Artefak budaya, sebagai manifestasi konkret dari kebudayaan, tidak hanya mencerminkan kebutuhan praktis, tetapi juga nilai, simbol, dan struktur kekuasaan yang menyertainya.
Evolusi artefak bukan sekadar transformasi bentuk, melainkan pergeseran paradigma dalam cara manusia berinteraksi dengan dunia dan dirinya sendiri.

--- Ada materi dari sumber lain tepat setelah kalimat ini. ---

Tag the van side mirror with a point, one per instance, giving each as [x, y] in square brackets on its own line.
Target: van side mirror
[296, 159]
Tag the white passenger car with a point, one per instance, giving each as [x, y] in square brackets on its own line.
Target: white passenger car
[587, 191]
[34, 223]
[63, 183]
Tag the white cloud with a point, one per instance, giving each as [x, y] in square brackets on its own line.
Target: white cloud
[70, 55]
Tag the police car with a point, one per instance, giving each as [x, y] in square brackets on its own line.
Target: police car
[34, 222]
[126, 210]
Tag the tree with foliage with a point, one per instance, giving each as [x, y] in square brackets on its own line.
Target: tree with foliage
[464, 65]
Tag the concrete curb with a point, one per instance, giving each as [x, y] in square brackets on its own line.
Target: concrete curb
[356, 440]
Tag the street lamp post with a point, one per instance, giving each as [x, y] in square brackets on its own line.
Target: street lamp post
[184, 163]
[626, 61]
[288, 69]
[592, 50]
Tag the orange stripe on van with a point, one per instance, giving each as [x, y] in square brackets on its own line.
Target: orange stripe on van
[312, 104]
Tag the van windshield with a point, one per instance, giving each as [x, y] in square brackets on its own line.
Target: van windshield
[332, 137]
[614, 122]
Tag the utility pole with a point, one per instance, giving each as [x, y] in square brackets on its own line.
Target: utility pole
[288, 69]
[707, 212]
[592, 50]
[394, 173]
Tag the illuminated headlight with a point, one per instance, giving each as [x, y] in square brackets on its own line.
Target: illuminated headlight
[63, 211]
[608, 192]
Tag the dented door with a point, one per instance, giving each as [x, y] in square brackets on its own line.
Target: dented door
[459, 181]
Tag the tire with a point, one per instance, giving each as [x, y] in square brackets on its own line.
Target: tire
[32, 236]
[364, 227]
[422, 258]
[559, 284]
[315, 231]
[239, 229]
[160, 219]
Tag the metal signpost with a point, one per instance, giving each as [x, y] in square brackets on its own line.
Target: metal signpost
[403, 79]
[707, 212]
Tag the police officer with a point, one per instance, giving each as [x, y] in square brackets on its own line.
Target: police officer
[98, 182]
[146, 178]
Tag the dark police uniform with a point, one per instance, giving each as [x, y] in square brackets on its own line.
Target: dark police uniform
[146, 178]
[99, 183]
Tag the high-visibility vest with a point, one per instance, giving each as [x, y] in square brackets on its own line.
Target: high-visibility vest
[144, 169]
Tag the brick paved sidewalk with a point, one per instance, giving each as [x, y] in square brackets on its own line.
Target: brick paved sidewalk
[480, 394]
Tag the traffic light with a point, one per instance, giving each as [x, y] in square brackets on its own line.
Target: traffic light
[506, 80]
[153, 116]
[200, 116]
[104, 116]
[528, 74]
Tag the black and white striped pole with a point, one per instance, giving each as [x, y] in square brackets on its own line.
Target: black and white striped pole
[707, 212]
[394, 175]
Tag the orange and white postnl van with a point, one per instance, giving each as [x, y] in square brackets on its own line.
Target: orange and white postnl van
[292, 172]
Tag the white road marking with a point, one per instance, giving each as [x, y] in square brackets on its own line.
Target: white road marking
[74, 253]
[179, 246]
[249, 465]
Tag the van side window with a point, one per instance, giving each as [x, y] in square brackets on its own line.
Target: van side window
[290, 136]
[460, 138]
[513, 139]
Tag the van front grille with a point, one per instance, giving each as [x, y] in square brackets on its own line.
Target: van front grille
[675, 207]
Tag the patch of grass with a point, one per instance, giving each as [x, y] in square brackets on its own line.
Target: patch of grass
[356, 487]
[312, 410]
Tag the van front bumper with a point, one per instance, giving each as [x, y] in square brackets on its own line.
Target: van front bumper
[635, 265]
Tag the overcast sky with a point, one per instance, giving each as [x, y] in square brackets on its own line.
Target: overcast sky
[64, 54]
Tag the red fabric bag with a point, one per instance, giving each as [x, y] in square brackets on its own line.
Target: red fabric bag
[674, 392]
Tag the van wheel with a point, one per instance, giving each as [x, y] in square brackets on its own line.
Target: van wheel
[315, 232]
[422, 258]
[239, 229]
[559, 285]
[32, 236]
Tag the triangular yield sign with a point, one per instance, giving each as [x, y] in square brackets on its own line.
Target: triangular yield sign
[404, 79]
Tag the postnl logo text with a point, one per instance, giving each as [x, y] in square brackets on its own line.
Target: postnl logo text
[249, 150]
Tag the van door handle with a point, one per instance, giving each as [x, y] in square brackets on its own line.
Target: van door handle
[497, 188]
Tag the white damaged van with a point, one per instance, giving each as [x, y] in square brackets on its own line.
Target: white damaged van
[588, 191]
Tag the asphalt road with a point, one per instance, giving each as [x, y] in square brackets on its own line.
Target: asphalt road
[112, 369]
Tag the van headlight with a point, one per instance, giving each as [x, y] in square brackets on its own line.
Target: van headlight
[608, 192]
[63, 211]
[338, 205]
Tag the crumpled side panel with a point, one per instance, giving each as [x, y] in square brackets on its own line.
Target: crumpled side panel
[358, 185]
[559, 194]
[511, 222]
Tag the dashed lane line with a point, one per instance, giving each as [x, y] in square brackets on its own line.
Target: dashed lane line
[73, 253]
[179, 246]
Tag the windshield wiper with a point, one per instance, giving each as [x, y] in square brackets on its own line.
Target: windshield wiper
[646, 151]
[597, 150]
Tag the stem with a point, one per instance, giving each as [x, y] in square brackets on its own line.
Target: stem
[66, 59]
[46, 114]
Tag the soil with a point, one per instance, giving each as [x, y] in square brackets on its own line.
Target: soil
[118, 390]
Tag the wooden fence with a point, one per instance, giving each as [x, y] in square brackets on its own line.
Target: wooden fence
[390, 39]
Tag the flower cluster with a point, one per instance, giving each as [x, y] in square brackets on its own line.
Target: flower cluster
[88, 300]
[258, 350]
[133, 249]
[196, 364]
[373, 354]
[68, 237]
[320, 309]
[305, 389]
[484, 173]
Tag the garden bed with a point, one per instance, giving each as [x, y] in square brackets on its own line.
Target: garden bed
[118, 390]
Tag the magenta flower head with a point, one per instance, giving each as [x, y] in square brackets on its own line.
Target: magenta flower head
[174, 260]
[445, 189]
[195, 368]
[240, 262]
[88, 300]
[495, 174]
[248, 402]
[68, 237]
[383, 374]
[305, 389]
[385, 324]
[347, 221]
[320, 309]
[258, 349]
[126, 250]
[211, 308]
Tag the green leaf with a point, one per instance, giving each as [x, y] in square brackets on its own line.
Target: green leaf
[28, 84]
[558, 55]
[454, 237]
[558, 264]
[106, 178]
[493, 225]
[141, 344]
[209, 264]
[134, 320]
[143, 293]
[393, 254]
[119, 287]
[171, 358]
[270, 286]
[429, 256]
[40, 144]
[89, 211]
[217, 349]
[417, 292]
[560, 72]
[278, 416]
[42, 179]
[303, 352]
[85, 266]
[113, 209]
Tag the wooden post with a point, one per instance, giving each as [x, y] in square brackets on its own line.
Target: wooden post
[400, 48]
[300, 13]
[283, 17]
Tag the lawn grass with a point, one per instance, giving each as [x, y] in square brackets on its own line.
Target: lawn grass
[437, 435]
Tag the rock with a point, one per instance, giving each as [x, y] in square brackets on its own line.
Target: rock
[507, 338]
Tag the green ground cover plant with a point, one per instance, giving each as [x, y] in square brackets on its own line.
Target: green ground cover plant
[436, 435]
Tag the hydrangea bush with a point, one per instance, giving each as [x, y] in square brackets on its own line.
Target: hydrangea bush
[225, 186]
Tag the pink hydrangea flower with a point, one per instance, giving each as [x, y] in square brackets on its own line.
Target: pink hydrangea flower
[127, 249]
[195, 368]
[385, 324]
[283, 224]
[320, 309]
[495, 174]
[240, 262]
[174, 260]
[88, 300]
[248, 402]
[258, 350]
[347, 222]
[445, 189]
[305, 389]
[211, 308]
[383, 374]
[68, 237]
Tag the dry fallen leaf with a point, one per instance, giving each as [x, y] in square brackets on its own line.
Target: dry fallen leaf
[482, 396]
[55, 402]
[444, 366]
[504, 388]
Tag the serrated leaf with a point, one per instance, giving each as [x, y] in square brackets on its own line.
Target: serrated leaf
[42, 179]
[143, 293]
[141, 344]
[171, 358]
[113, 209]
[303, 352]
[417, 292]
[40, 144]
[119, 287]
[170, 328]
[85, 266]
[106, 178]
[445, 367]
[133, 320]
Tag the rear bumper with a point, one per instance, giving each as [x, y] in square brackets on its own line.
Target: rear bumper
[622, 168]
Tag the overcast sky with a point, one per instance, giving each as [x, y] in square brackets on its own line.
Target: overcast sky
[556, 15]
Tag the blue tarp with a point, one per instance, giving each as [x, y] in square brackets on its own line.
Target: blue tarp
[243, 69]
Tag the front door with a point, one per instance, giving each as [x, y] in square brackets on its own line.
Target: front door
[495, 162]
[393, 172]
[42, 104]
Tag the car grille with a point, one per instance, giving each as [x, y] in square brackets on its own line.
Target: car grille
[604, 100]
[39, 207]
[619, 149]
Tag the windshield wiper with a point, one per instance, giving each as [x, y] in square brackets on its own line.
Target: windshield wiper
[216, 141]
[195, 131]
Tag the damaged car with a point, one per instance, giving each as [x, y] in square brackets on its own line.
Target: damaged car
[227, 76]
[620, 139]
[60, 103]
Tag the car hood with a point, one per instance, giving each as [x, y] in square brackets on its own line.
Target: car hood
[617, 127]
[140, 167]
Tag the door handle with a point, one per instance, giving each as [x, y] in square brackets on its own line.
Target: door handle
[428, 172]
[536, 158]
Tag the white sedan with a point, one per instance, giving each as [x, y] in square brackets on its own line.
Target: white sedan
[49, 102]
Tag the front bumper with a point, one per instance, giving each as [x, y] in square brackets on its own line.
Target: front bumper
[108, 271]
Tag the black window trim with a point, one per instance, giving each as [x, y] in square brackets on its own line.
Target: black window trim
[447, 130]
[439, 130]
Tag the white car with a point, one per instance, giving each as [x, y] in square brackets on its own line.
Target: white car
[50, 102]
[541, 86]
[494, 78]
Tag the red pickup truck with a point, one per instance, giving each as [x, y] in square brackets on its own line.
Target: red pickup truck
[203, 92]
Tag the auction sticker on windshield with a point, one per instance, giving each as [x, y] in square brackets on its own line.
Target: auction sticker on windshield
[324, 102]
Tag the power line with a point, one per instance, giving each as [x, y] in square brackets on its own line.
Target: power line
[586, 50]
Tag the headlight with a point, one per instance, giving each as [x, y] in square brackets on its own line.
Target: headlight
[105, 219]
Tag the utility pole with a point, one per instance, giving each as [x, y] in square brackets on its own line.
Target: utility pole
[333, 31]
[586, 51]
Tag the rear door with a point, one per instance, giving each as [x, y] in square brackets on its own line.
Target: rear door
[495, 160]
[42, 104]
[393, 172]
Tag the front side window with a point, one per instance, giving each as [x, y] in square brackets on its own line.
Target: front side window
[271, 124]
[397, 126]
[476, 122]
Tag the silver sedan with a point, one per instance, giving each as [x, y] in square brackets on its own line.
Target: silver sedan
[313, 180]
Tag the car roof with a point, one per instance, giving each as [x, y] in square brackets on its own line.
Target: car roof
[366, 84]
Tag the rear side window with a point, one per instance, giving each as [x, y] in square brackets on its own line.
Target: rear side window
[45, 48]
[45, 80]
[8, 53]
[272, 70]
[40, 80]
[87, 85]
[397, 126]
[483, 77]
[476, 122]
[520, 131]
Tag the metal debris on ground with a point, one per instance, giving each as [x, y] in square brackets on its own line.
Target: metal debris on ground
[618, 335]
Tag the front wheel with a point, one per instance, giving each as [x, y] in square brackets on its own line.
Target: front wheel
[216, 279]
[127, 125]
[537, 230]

Perubahan benda-benda rumah tangga seperti rantang menjadi tupperware, poci menjadi dispenser, dan cawan nasi menjadi magic jar hingga pengocok telur berubah blender adalah contoh nyata dari evolusi artefak budaya dalam ranah domestik.
Rantang, yang dahulu menjadi simbol keteraturan dan kehangatan keluarga, kini digantikan oleh tuperwer yang steril, modular, dan berorientasi pada efisiensi.
Poci, dengan estetika tradisional dan ritual menyeduh yang kontemplatif, tergeser oleh dispenser yang cepat, dingin, dan mekanistik.
Cawan nasi, sebagai wadah yang menyimpan bukan hanya makanan tetapi juga memori kolektif, kini digantikan oleh magic jar yang menyimpan panas tetapi menghapus makna.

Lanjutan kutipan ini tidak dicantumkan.